Enable Credential Guard Using PowerShell
- Open PowerShell as Administrator
Press Win + X and select Windows Terminal (Admin). If you see PowerShell, type powershell and press Enter. - Install the Device Guard module
Run Install-Module -Name DeviceGuard -Force. This downloads the required PowerShell module from the PowerShell Gallery. - Enable Credential Guard
Run Enable-CredentialGuard -UEFILock. The command does not return a success message. It schedules the enable for the next boot. - Reboot the PC
Restart Windows 11. After the reboot, run Get-CredentialGuard to confirm the status. The output should show Enabled.
Remove the Hyper-V Container Conflict
- Open Windows Features
Press Win + R, type optionalfeatures, and press Enter. - Disable Hyper-V and Containers
Uncheck Hyper-V and Windows Containers. Click OK and reboot. After the reboot, retry the enable steps above. Once Credential Guard is running, you can re-enable Hyper-V if needed. Credential Guard and Hyper-V can coexist as long as Containers is not installed.
If Credential Guard Still Fails After the Main Fix
Credential Guard Shows Not Enabled After Reboot
If the Group Policy or PowerShell method did not work, the UEFI firmware lock is likely missing. To force enable without the lock, run Enable-CredentialGuard without the -UEFILock parameter. This allows the feature to run without the firmware lock but leaves it vulnerable to being disabled by a malicious boot loader. Use this only for testing.
Event ID 6401 in System Log
This event indicates that Hyper-V and Credential Guard are in conflict. Uninstall Hyper-V and Windows Containers completely, reboot, and then enable Credential Guard. After it is running, reinstall Hyper-V only. Do not install Windows Containers.
Secure Boot Is Enabled but System Is in Legacy Mode
Convert the disk from MBR to GPT using the MBR2GPT tool. Then change the BIOS boot mode from Legacy to UEFI. After the conversion, reinstall Windows 11 to ensure the boot loader uses winload.efi. Then retry the Credential Guard enable steps.
TPM Is Not Detected
Open the firmware settings during boot and locate the TPM configuration. Set it to Enabled and Firmware TPM if available. Ensure the TPM is version 2.0. If the TPM is disabled in the BIOS, Windows will not detect it, and Credential Guard will not enable.

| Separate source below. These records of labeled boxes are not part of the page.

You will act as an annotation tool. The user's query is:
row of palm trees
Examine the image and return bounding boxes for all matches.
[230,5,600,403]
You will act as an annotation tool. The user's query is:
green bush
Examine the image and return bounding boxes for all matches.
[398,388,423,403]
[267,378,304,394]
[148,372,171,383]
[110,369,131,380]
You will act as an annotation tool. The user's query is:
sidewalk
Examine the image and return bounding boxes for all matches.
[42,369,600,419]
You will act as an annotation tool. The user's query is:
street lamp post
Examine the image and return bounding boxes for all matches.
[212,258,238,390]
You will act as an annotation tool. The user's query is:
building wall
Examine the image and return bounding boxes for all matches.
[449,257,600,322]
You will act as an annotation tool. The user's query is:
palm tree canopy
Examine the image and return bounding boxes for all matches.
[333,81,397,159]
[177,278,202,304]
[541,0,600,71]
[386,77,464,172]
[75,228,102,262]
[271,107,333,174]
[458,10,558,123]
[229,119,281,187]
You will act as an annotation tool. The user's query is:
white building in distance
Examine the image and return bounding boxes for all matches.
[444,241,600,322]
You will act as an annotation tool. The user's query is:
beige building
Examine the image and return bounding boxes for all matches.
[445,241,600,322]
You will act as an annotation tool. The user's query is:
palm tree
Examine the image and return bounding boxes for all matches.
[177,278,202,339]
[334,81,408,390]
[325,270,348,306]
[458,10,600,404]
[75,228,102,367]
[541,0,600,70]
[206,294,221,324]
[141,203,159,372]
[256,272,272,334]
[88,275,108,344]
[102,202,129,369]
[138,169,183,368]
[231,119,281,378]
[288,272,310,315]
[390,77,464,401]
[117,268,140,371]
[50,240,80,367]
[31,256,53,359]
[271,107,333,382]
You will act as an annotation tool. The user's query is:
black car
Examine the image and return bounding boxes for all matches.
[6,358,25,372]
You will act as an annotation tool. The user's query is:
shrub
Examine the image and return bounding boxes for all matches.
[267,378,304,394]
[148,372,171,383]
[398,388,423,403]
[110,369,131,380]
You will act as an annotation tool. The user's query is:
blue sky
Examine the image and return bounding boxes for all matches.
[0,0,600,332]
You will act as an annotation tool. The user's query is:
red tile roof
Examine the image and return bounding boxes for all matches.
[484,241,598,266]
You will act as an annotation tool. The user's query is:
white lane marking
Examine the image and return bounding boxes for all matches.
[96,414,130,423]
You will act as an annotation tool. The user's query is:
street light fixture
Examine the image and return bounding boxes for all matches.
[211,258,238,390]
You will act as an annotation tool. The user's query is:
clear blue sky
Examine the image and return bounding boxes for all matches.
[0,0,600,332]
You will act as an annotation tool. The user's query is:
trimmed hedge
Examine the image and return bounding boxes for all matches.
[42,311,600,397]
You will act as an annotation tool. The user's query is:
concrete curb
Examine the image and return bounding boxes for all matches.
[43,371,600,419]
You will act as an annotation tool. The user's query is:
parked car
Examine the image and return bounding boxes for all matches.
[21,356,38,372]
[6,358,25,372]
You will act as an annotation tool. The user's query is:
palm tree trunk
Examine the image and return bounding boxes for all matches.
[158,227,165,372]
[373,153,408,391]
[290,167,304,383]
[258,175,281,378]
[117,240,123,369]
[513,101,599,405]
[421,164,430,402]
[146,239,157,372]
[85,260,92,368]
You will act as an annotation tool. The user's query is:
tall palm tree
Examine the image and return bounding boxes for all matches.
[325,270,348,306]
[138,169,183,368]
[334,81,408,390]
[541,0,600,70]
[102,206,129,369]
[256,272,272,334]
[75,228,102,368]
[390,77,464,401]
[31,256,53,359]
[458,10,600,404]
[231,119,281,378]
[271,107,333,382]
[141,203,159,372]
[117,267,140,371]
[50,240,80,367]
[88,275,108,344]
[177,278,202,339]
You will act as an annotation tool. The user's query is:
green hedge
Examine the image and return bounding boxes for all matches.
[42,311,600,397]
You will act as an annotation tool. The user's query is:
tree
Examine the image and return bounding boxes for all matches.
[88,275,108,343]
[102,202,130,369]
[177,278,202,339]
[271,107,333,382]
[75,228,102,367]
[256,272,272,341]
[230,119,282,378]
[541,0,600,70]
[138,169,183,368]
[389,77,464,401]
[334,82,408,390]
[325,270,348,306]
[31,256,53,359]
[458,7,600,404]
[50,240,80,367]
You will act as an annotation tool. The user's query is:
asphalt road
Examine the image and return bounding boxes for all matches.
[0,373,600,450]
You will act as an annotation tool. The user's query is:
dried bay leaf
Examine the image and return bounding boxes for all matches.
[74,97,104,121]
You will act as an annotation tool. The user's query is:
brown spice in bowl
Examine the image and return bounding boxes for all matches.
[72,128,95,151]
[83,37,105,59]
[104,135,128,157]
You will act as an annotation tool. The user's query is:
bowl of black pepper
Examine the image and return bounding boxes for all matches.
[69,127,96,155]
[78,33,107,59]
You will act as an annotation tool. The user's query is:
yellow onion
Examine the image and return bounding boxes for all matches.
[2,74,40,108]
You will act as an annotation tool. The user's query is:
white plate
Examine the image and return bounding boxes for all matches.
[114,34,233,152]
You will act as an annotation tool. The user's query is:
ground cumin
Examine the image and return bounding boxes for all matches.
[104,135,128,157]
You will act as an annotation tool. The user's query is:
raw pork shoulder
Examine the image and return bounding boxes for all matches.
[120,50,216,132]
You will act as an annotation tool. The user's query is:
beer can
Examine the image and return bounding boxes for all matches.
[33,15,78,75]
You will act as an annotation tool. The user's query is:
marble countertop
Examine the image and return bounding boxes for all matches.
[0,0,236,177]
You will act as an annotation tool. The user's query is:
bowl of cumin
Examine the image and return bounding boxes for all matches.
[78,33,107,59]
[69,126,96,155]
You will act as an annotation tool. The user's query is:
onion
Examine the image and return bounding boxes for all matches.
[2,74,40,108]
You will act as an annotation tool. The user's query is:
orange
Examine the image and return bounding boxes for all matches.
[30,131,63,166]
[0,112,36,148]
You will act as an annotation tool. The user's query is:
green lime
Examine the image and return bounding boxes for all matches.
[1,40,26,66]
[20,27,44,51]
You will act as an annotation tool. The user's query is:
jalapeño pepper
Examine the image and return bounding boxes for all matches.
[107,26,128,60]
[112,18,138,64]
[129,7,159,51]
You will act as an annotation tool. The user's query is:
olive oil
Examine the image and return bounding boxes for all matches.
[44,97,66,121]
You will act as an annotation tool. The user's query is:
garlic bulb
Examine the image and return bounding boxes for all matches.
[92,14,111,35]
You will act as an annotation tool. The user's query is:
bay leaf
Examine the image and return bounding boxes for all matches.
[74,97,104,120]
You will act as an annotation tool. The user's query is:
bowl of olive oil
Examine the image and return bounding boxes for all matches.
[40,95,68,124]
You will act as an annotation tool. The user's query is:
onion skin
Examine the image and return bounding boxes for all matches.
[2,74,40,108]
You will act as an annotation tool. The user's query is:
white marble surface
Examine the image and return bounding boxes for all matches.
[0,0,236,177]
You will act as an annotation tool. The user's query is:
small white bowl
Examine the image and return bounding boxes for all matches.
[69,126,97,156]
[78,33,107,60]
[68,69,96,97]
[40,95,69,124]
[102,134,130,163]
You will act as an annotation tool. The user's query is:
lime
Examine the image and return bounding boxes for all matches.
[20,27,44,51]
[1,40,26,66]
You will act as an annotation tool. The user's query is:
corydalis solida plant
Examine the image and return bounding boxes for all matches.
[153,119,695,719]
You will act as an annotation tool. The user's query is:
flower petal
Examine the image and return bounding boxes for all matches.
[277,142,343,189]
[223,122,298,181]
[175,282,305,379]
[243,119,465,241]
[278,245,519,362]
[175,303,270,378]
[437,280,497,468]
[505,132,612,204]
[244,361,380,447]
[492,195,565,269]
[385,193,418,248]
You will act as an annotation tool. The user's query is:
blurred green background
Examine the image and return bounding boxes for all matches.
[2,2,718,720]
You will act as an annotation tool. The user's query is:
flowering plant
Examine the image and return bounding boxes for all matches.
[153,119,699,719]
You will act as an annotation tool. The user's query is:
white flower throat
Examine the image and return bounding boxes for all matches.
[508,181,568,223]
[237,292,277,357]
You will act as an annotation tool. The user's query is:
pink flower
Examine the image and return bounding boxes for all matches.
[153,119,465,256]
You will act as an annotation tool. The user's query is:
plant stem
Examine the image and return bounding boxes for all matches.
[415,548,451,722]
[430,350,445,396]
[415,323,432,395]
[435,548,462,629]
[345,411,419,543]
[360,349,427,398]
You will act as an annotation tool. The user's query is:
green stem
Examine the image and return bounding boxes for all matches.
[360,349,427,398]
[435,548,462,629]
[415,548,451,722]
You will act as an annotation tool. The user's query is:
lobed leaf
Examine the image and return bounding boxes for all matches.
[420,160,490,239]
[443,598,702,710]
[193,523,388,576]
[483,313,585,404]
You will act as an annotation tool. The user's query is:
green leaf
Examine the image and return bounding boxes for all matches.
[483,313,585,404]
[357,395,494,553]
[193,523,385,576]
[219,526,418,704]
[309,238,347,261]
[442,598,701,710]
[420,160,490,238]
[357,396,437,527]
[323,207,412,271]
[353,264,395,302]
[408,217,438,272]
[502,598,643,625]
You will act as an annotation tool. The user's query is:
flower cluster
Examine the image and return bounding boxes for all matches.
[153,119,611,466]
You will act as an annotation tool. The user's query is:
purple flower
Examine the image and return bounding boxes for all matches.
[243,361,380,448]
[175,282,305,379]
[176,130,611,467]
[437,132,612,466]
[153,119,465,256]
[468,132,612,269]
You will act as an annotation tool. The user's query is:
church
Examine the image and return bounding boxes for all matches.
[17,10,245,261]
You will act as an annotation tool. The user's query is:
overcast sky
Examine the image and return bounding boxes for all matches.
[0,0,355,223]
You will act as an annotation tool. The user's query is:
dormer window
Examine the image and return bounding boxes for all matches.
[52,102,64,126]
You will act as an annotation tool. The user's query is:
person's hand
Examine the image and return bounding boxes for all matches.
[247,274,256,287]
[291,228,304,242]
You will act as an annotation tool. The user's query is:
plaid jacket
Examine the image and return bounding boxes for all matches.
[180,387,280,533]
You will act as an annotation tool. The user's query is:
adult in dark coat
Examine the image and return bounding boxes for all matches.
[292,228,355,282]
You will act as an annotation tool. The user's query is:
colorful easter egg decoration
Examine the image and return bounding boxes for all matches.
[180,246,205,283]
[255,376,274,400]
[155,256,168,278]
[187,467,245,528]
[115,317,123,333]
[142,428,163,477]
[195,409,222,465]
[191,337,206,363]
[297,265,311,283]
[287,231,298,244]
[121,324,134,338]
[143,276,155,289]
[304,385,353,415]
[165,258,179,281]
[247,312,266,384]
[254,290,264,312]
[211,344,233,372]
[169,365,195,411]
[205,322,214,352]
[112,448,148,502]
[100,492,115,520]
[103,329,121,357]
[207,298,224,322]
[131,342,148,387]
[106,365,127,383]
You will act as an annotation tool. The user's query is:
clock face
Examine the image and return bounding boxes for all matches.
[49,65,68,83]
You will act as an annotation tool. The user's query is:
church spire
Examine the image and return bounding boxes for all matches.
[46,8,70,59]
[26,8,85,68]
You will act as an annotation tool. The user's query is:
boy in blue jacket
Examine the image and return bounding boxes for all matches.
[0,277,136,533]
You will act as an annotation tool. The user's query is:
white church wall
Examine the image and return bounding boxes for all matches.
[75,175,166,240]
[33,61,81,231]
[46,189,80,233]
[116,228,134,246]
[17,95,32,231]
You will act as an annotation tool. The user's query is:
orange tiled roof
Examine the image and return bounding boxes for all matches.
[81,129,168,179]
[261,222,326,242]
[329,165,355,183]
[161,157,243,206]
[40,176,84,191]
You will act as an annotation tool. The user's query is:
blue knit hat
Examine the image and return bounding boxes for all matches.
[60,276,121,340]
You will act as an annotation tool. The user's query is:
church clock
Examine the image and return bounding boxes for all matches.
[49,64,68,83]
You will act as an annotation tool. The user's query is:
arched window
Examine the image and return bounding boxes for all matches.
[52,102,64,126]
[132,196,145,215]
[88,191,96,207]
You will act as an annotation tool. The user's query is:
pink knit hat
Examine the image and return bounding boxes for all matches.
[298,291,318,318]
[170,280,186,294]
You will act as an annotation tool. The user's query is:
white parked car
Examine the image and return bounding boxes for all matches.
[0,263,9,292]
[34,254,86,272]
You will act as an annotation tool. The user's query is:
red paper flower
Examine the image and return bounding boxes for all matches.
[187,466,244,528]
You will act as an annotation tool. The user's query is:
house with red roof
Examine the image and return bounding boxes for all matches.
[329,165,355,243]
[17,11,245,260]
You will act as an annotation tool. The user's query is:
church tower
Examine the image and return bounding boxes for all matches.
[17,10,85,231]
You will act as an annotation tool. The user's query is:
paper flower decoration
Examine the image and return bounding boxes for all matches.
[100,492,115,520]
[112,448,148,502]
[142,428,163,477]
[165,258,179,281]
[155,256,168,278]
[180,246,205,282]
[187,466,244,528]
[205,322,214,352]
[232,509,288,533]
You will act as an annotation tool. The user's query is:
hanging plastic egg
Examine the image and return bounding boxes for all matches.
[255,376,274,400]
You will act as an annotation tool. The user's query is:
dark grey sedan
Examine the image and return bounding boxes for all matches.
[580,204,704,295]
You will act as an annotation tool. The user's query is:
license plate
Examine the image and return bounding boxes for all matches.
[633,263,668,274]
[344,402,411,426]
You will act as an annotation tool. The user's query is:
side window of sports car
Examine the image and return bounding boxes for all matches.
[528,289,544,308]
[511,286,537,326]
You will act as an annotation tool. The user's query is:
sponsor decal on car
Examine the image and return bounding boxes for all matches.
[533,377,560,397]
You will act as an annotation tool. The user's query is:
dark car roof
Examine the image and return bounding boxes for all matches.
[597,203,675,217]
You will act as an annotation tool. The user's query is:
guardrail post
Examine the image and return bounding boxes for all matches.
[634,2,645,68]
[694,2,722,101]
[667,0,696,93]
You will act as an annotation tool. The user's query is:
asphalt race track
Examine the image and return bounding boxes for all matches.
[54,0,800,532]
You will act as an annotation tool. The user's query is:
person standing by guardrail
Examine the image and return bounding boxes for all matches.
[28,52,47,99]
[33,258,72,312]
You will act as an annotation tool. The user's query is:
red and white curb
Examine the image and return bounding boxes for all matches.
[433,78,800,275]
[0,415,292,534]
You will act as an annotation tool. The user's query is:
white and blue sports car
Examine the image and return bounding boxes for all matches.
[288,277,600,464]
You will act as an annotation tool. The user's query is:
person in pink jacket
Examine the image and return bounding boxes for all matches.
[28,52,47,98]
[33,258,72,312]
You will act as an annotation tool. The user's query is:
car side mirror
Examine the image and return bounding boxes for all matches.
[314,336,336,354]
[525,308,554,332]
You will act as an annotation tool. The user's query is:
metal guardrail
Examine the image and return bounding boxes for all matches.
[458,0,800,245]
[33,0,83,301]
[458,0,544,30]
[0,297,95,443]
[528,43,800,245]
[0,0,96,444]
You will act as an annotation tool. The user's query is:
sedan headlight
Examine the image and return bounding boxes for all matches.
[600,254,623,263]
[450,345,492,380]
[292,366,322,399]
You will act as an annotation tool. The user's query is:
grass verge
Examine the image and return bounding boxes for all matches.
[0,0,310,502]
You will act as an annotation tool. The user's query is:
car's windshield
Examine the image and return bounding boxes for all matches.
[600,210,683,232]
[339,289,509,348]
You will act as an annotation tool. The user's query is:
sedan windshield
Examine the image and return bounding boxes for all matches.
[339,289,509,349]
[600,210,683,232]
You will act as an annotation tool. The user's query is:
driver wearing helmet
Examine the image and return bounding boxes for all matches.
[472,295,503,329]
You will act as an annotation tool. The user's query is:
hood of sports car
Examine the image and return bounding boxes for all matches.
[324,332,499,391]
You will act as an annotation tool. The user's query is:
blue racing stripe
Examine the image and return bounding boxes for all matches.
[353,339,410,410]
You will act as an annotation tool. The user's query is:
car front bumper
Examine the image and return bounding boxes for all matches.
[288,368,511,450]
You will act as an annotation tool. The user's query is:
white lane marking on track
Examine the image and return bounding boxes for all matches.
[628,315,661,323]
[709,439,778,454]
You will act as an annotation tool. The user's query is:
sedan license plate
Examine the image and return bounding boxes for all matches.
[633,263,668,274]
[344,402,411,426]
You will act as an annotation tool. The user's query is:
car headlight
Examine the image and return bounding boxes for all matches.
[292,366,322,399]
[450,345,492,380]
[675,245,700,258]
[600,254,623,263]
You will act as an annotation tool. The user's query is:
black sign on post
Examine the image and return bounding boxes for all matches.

| Item | Group Policy Method | PowerShell Method |
|---|---|---|
| Edition requirement | Windows 11 Pro, Enterprise, or Education | Windows 11 Pro, Enterprise, or Education |
| UEFI lock support | Yes, when Enabled with UEFI lock is selected | Yes, when -UEFILock parameter is used |
| Reboot required | Yes | Yes |
| Rollback method | Set policy to Not Configured | Run Disable-CredentialGuard |
| Conflict with Hyper-V Containers | Yes, same conflict applies | Yes, same conflict applies |
After resolving the conflict and enabling Credential Guard, verify the status regularly using Get-CredentialGuard or by checking System Information. If you later need to disable Credential Guard, use the Disable-CredentialGuard PowerShell command or set the Group Policy to Not Configured. Keep the firmware lock enabled in production environments to prevent tampering. For advanced troubleshooting, review the Microsoft-Windows-DeviceGuard-Operational event log under Applications and Services Logs > Microsoft > Windows > DeviceGuard.